(i) To express \(-x^2 + 6x - 5\) in the form \(a(x + b)^2 + c\), we complete the square:

\(-x^2 + 6x - 5 = -1(x^2 - 6x) - 5\)

Complete the square for \(x^2 - 6x\):

\(x^2 - 6x = (x - 3)^2 - 9\)

Thus, \(-1(x^2 - 6x) = -1((x - 3)^2 - 9) = -1(x - 3)^2 + 9\)

Therefore, \(-x^2 + 6x - 5 = -1(x - 3)^2 + 9 - 5 = -1(x - 3)^2 + 4\)

(ii) The function \(f(x) = -x^2 + 6x - 5\) is a downward-opening parabola. It is one-one when restricted to the domain where \(x\) is greater than or equal to the vertex. The vertex is at \(x = 3\), so the smallest \(m\) is 3.
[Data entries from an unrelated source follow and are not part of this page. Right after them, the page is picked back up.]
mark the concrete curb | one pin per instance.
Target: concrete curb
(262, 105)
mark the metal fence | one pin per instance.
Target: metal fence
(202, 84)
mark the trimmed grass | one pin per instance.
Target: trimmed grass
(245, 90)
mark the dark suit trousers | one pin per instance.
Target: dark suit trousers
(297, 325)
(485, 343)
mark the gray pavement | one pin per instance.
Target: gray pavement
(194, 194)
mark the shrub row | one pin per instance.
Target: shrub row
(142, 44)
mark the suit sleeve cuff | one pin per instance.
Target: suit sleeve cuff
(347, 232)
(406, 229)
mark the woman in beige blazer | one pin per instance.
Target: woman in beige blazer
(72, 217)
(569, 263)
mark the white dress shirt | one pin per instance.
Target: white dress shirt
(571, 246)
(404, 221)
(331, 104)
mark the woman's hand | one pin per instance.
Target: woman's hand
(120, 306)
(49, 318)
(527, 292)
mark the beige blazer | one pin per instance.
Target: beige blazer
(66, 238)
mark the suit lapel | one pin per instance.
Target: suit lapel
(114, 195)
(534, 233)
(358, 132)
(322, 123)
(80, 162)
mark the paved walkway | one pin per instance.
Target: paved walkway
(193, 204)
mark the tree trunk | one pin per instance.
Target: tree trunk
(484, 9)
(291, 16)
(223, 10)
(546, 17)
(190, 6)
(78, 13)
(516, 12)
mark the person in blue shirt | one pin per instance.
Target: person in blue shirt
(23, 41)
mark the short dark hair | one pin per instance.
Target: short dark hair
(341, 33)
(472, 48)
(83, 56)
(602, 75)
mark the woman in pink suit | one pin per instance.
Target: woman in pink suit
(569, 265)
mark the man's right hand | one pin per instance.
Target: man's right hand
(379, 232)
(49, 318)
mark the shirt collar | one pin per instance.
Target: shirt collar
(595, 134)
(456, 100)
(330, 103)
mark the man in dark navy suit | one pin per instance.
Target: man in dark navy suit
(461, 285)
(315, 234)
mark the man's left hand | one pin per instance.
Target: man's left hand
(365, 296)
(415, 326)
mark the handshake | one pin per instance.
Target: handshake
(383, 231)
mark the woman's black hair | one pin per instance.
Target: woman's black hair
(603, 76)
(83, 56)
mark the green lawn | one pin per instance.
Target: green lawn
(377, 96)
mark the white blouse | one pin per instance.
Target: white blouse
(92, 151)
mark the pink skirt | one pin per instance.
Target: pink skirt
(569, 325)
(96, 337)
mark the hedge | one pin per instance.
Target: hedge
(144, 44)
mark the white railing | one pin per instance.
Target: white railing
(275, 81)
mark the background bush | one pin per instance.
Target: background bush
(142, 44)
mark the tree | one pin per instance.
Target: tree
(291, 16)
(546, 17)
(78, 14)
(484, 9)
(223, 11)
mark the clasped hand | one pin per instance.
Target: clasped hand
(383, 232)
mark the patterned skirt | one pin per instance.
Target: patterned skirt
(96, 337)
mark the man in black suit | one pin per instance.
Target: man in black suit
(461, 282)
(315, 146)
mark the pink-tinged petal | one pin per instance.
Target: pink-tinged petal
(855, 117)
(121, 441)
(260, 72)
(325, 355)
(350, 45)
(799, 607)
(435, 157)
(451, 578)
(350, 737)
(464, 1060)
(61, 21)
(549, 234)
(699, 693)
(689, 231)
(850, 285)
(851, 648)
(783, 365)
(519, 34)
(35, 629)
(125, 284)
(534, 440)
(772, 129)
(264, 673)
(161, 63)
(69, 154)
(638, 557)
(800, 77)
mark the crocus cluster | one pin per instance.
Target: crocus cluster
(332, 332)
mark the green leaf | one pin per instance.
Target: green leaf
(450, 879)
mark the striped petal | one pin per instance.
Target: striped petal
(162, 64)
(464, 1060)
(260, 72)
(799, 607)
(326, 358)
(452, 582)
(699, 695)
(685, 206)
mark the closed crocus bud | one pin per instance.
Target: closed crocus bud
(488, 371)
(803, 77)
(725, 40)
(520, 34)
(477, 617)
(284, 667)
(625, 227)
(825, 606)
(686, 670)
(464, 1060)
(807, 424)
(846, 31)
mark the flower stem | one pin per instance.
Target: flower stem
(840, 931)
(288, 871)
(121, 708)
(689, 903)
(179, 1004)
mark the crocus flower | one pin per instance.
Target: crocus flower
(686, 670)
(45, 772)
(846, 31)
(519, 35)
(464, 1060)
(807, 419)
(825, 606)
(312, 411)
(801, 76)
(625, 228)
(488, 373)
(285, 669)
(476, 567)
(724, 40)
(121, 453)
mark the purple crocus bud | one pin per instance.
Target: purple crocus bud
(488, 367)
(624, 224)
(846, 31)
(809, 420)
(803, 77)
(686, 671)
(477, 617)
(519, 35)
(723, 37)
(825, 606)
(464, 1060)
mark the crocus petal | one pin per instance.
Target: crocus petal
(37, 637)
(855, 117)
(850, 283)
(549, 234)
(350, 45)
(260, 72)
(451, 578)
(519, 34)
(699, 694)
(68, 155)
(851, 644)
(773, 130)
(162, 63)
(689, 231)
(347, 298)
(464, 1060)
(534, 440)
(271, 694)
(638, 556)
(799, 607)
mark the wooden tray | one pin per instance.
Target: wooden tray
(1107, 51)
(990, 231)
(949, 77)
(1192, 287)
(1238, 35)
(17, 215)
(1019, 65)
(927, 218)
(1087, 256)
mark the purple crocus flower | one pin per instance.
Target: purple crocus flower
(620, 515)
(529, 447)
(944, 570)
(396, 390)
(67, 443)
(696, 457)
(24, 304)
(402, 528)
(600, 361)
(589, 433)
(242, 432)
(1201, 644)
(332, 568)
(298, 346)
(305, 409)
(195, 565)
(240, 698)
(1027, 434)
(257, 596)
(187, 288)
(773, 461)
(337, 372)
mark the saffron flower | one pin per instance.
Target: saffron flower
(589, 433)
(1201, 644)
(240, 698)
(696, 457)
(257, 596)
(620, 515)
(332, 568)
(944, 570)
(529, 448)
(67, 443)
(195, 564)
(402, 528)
(iii) For \(m = 5\), we find the inverse:

Start with \(y = -x^2 + 6x - 5\)

Rearrange to solve for \(x\):

\(y = -(x - 3)^2 + 4\)

\((x - 3)^2 = 4 - y\)

\(x - 3 = \pm \sqrt{4 - y}\)

Since \(x \geq 3\), we take the positive root:

\(x = 3 + \sqrt{4 - y}\)

Thus, \(f^{-1}(x) = 3 + \sqrt{4 - x}\)

The domain of \(f^{-1}\) is \(x \leq 0\) because the range of \(f\) for \(x \geq 5\) is \(-\infty \leq y \leq 0\).